Kaum genesen, übernimmt er wieder sein Bataillon und kämpft in der Schlacht bei Maubeuge. 1794 wird seine Einheit in den Gefechten bei Landrecy und Charleroi eingesetzt. 1797 erfolgt seine Beförderung zum Kapitänleutnant; er wird nach Italien versetzt. Dort angekommen übernimmt er die Verteidigung von Loano nahe Genua, das er gegen alle Angriffe der Franzosen behauptet und räumt den Ort erst auf Befehl seines Oberkommandos. Freiherr August Beaulieu; der österreichische Oberbefehlshaber überträgt Wimpffen das Amt des Generalstabschefs und befördert ihn zum Hauptmann. In dieser Eigenschaft kämpft er im Gefecht am Mincio; im Nahkampf erschießt man sein Pferd, zwei Bajonettstiche verletzen ihn an Bein und Arm. Doch er lässt sich ein neues Pferd geben, auch dieses wird unter ihm getötet. Die geschlagenen Österreicher müssen sich zurückziehen, die Franzosen behaupten das Schlachtfeld.
Nun übernimmt Feldmarschall Dagobert Graf Wurmser den österreichischen Oberbefehl, ein alter Freund des Vaters und Taufpate seiner Kinder, Dagobert, Georg und Maximilian von Wimpffen. Der junge Hauptmann wird dem Generalstab des Feldmarschalls zugeteilt. Am 6. November kommt es zur Schlacht an der Brenta, am 12.November wird bei Caldiero gefochten, vom 15. bis 17.November kommt es zur berühmten Schlacht von Arcole, die Napoleons Ruhm begründet und deren Folge der Rückzug der österreichischen Armee aus Norditalien ist.

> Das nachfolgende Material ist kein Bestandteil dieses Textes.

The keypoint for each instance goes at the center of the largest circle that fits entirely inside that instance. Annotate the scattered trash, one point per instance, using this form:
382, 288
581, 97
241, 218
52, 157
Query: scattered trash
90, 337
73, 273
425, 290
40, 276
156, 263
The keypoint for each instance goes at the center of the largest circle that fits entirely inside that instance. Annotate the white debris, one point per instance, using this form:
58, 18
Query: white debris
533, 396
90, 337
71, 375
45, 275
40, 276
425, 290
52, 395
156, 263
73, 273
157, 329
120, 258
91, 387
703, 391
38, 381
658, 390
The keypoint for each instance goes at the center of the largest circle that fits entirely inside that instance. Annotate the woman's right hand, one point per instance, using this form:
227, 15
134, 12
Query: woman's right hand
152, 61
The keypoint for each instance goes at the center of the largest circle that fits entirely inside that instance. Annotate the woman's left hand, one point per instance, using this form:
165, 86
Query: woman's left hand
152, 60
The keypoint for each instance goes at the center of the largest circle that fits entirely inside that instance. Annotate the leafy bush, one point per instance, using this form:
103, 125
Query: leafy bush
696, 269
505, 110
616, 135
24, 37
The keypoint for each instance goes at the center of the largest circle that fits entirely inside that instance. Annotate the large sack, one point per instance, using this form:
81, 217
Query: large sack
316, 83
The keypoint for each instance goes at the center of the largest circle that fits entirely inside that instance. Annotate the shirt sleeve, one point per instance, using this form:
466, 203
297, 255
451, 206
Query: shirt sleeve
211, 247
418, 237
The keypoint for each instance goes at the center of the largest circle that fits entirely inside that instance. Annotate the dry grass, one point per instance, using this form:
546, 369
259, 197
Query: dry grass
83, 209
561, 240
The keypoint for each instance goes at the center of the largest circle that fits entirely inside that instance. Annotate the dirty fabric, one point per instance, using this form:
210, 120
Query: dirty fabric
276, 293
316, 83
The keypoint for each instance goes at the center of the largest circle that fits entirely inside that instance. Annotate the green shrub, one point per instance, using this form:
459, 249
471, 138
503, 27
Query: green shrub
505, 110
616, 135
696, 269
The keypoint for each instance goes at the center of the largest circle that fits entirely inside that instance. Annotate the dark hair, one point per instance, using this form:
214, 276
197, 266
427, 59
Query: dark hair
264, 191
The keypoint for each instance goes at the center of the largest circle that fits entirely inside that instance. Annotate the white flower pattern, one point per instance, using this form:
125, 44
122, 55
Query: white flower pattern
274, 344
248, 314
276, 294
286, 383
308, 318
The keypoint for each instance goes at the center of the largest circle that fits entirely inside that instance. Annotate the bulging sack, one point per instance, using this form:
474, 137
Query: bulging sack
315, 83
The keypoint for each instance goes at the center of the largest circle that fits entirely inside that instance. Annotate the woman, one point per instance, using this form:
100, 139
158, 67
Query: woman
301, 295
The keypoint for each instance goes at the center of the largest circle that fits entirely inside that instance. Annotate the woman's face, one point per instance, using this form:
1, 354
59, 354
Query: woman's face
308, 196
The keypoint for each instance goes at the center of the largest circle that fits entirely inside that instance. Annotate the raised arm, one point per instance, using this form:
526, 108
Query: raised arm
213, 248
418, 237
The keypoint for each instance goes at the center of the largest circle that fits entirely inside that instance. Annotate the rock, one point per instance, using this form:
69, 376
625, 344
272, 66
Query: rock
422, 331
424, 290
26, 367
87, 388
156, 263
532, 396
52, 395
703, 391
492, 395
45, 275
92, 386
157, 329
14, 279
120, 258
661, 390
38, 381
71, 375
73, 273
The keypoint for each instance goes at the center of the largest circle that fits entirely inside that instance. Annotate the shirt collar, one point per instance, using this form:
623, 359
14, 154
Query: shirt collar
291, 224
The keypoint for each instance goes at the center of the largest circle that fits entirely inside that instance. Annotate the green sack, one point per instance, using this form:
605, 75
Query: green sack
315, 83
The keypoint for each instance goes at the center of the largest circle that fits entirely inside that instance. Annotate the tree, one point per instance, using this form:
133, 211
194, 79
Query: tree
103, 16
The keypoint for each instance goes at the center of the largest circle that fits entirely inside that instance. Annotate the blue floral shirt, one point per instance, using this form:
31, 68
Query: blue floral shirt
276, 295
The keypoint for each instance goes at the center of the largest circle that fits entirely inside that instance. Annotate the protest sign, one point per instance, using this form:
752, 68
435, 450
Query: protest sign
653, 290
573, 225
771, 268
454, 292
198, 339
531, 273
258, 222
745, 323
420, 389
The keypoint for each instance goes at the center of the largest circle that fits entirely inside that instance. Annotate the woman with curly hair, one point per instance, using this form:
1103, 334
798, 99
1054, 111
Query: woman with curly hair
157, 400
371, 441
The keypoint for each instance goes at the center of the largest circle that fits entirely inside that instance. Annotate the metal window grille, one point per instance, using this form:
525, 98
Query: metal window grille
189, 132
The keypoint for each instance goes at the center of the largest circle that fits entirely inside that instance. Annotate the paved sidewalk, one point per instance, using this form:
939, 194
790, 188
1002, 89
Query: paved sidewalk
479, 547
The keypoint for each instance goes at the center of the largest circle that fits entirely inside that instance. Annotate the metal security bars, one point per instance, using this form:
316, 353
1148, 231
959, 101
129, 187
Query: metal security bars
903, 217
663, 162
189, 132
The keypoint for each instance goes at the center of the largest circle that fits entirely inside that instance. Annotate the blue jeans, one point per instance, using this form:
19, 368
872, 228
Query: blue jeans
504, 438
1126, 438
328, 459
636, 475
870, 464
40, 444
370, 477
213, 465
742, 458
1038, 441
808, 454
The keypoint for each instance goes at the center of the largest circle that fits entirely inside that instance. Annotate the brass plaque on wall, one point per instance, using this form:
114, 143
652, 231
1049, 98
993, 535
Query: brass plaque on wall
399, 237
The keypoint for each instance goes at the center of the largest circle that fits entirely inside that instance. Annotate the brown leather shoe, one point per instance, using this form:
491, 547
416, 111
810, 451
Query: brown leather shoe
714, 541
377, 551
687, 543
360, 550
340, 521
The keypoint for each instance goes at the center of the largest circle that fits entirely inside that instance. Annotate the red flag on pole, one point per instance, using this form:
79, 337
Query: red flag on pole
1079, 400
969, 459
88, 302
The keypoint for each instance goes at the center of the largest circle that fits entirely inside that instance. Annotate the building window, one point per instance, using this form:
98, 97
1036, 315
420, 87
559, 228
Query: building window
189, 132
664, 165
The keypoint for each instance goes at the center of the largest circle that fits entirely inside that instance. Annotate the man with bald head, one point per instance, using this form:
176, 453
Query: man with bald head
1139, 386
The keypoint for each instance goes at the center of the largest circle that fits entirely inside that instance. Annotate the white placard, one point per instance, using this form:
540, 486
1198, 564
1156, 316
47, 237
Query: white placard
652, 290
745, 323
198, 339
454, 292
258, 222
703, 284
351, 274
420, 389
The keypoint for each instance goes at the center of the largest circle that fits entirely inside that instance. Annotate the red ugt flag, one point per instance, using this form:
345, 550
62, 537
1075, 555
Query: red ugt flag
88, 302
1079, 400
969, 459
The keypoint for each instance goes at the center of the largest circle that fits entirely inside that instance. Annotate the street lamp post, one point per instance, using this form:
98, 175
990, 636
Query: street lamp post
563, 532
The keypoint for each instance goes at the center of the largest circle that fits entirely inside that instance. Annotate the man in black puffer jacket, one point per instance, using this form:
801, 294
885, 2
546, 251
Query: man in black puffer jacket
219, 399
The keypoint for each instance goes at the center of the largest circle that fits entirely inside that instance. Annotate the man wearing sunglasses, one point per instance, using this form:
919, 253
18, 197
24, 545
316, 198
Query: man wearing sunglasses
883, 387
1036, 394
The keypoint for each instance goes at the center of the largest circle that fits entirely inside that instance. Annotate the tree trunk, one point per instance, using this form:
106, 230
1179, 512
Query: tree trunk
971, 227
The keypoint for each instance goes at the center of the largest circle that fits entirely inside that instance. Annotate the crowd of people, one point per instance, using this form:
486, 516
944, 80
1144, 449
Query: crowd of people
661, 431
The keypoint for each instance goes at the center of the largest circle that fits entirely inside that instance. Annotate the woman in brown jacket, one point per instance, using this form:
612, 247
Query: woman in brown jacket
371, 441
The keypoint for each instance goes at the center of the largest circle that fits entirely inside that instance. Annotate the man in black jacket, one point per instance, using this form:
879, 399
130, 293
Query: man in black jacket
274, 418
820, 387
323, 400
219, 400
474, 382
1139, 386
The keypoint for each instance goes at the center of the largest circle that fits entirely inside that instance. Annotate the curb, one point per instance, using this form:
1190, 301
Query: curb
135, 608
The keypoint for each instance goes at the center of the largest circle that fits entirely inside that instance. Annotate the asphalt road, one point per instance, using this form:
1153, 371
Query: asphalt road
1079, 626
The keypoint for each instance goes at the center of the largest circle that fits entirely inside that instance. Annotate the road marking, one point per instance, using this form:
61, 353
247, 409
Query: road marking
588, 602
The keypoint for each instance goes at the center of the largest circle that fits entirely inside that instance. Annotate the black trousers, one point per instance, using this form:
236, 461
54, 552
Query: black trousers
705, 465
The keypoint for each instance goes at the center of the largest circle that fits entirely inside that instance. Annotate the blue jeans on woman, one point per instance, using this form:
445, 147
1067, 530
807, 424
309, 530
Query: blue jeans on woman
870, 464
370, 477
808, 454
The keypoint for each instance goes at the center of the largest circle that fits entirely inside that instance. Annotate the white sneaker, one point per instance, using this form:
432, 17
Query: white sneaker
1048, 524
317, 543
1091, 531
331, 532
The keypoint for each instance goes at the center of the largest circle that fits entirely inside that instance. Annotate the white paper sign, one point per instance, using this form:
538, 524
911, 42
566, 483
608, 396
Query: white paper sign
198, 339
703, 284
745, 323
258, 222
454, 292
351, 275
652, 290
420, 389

Nach Ausheilung seiner Verwundung wird er Stabschef des Feldmarschallleutnants Graf Bellegarde in Tirol. Wenig später übernimmt er den Ausbau der Verteidigung von Feldkirch im Vorarlberg, das er erfolgreiche verteidigt gegen die Angriffe des Generals Massena. Im Frühjahr 1799 kommt es in Tirol zu einem blutigen Gefecht mit französischen Truppen; an der Spitze des ungarischen Husarenregiments „Erdödy“ greift er an, wird dabei erneut schwer verwundet; eine Gewehrkugel zerschmettert sein rechtes Achselgelenk, die Husaren haben Mühe, ihn aus dem Schlachtgetümmel zu retten. Er wird nach Bozen gebracht, wo er 3 Monate zwischen Leben und Tod schwebt. Es dauert ein ganzes Jahr, bis er wieder ein Pferd besteigen kann; sofort bietet ihm sein alter Gönner Alvinczy eine Stellung beim Generalstab des ungarischen Adelsaufgebots an - ein uraltes ungarisches Gesetz verpflichtet den Adel im Falle eines Krieges zum Wehrdienst - doch Wimpffen will ein „Frontkommando“. Aus heutiger Sicht kann man nur bedauern, dass er das Angebot des Feldzeugmeisters Jozsef Alvinczy nicht angenommen hat, denn 9 Jahre später, als Napoleons Truppen eben diesem ungarischen Adelsaufgebot eine vernichtende Niederlage zugefügt haben, war eine der Hauptursachen der Niederlage bei Györ die desolate Führung des Adelsaufgebots, sieht man einmal von der ungenügenden Bewaffnung der ungarischen Verbände ab. Das Organisationstalent des Hauptmanns Wimpffen hätte möglicherweise die totale Niederlage des ungarischen Adelsaufgebots verhindert.
Die Tiroler Stände verliehen ihm die 1796 gegründete Tiroler Ehrenmedaille für Tapferkeit.